The leadership of John Garang's political movement has called for an international investigation into the weekend helicopter crash in southern Sudan that killed their leader and 13 others, sparking two days of deadly clashes in the capital.
Pagan Amum, a leading member of the Sudan People's Liberation Movement, said the group hoped the UN, Uganda, Kenya, the US and Britain would take part in the probe, according to comments published in yesterday's Sudan Vision newspapers.
The SPLM and the government have said they believe the crash was an accident due to poor weather. It was not clear whether the request for a probe was a change in that stance.
PHOTO: AFP
Amum also urged Sudanese to refrain from violence.

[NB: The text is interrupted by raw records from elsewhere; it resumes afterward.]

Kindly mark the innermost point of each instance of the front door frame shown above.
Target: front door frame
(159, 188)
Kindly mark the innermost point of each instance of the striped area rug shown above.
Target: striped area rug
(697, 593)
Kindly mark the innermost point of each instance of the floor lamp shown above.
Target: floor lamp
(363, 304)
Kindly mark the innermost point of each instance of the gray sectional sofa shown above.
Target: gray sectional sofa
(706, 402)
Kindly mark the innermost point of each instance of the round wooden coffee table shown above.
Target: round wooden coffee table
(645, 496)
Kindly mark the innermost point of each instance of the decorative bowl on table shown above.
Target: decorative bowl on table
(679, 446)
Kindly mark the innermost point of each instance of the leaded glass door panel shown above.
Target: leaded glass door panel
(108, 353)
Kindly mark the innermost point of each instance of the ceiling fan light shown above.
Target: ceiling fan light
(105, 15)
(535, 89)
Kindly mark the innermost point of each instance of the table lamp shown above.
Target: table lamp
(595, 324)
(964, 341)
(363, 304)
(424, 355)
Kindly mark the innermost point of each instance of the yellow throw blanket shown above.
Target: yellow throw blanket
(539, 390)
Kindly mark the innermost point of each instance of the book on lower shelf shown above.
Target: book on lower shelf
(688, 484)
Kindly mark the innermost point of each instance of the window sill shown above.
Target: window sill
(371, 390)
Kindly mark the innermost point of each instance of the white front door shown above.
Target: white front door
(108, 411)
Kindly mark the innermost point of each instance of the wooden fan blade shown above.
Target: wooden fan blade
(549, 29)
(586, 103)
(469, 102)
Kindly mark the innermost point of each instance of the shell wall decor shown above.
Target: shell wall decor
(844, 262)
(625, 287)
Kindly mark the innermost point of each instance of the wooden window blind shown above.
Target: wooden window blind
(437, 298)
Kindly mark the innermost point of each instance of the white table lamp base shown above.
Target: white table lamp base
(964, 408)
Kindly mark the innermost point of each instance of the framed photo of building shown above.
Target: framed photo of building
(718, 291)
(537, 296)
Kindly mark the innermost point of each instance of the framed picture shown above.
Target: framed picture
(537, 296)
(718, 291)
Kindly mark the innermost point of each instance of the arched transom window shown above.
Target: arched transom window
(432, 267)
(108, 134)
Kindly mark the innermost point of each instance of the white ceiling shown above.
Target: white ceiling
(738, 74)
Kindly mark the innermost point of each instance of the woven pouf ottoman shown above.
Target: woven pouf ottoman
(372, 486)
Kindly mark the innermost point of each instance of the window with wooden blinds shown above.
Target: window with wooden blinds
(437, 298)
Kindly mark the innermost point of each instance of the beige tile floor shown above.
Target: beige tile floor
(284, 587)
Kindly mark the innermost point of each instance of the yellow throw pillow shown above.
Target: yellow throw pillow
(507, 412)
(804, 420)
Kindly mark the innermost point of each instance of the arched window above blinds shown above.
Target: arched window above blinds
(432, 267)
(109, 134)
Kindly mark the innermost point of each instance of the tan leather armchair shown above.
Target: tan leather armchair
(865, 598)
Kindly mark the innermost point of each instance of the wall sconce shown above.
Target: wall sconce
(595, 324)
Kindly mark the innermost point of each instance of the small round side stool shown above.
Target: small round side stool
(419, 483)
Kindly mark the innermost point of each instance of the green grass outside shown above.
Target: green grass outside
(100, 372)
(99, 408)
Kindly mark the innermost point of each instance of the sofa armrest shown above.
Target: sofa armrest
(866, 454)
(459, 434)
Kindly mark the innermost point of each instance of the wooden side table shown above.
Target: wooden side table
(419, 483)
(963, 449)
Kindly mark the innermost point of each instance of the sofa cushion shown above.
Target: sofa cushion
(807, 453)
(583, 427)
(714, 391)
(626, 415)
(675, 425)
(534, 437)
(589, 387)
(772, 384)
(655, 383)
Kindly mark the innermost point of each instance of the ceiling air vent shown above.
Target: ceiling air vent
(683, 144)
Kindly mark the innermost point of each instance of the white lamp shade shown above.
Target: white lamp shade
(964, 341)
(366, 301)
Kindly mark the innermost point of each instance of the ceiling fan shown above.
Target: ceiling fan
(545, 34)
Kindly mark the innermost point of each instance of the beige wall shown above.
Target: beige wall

"We once again appeal to the people to avoid anything that would mar the climate of peace, albeit the great loss and suffering they feel," Amum told the English daily.
At least 49 people were killed in Khartoum in two days of violence, according to a UN official, though the number was not officially confirmed.
UN Secretary-General Kofi Annan also urged calm, saying of the helicopter crash that "all indications as of now seem to indicate it was an accident."
The government and SPLM have sought to reassure people that the fragile peace was not threatened by the death of the charismatic Garang. Amum stressed that the implementation of January's comprehensive peace agreement would continue as planned.
Clashes erupted Monday in Khartoum, when angry SPLA supporters reacted to the news of Garang's death by smashing and burning vehicles and looting stores. Some blamed the government for Garang's death.
On Tuesday, frightened Sudanese in some neighborhoods carried clubs and bricks for protection as the violence turned ethnic and sectarian, pitting Muslim Arabs against Khartoum residents from the mostly Christian and animist south.
Armed gangs, said to be Arabs, broke into homes of southerners in several parts of the capital on Tuesday, and Garang supporters attacked Muslim neighborhoods. Television footage showed southerners' homes torn apart, furniture smashed and doors hanging on hinges.
A dusk-to-dawn curfew was declared for the second night in a row and armored vehicles topped by soldiers patrolled the streets of downtown. In the outlying neighborhoods where the violence was focused, the military presence was even heavier.
On Saturday, Garang's helicopter crashed into a southern mountain range in bad weather, only three weeks after he was named first vice president and joined the government that had long been his enemy. The move was part of a peace deal that southerners and northerners together celebrated as opening a new page in the conflict-torn country.